Jubir BPN Dahnil Anzar Simanjuntak menilai, klaim pemerintah terhadap bebasnya Siti Aisyah adalah perilaku politik yang memalukan. Dahnil mengatakan, seharusnya pemerintah tak perlu ‘membual’ sehingga harus membuat bangsa Indonesia malu.

“Perilaku politik memalukan ditunjukkan secara demonstratif oleh pemerintahan Jokowi, terkait dengan klaim lobi-lobi pembebasan Siti Aisyah,” kata Dahnil Anzar, dalam laman Twitternya, Rabu (14/3).

“Mengapa tidak bersikap sewajarnya seperti yang ditunjukkan Pak JK. Sehingga, tidak perlu ada bantahan dari Tun Dr Mahathir, yang berujung memalukan Indonesia,” tambah Dahnil mengkritik.

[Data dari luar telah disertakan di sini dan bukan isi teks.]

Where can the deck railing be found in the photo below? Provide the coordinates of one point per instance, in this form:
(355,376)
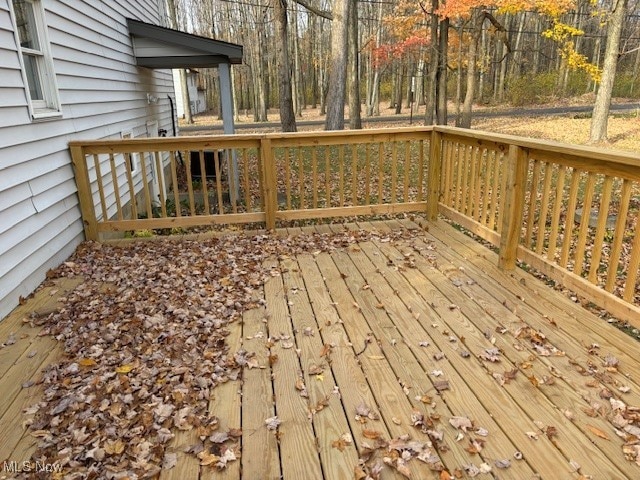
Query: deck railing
(569,211)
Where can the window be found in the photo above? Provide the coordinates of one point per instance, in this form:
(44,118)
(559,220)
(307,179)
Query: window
(36,59)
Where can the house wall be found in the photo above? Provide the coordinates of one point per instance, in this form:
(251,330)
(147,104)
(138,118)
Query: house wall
(102,93)
(196,97)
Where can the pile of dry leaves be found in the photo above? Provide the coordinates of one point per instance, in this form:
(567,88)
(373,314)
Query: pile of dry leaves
(144,341)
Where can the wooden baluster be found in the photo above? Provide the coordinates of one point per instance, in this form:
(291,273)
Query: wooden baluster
(314,170)
(341,167)
(233,179)
(433,177)
(533,202)
(301,179)
(380,173)
(327,177)
(495,193)
(421,170)
(132,193)
(218,167)
(145,185)
(85,197)
(161,186)
(406,166)
(394,171)
(502,167)
(192,203)
(517,164)
(116,186)
(448,190)
(464,204)
(603,214)
(555,215)
(475,171)
(367,174)
(103,202)
(584,224)
(569,220)
(287,177)
(354,175)
(174,182)
(618,236)
(245,175)
(478,179)
(544,208)
(270,186)
(203,177)
(488,177)
(632,270)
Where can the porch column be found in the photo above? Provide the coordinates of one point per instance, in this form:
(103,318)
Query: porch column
(226,98)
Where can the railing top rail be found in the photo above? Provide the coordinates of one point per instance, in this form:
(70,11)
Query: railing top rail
(590,152)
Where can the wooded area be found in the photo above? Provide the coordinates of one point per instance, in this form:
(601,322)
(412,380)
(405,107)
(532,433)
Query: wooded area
(392,56)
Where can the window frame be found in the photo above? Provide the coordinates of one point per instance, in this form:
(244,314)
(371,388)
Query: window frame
(49,106)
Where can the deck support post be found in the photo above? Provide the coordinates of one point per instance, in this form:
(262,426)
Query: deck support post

Dahnil seketika menuliskan permintaan maafnya, atas klaim pemerintah RI yang sebelumnya mengaku telah melakukan lobi terhadap pemerintah Malaysia. Ia pun mengaku sangat menghormati keputusan pengadilan atas kasus Siti Aisyah itu.

“Tun Dr @chedetofficial maaf kan pemerintah kami yang klaim melakukan lobi terhadap pemerintah Malaysia terkait Siti Aisyah. Kami menghormati keputusan pengadilan yang menyatakan tidak ada bukti SA terlibat pembunuhan,” tukasnya.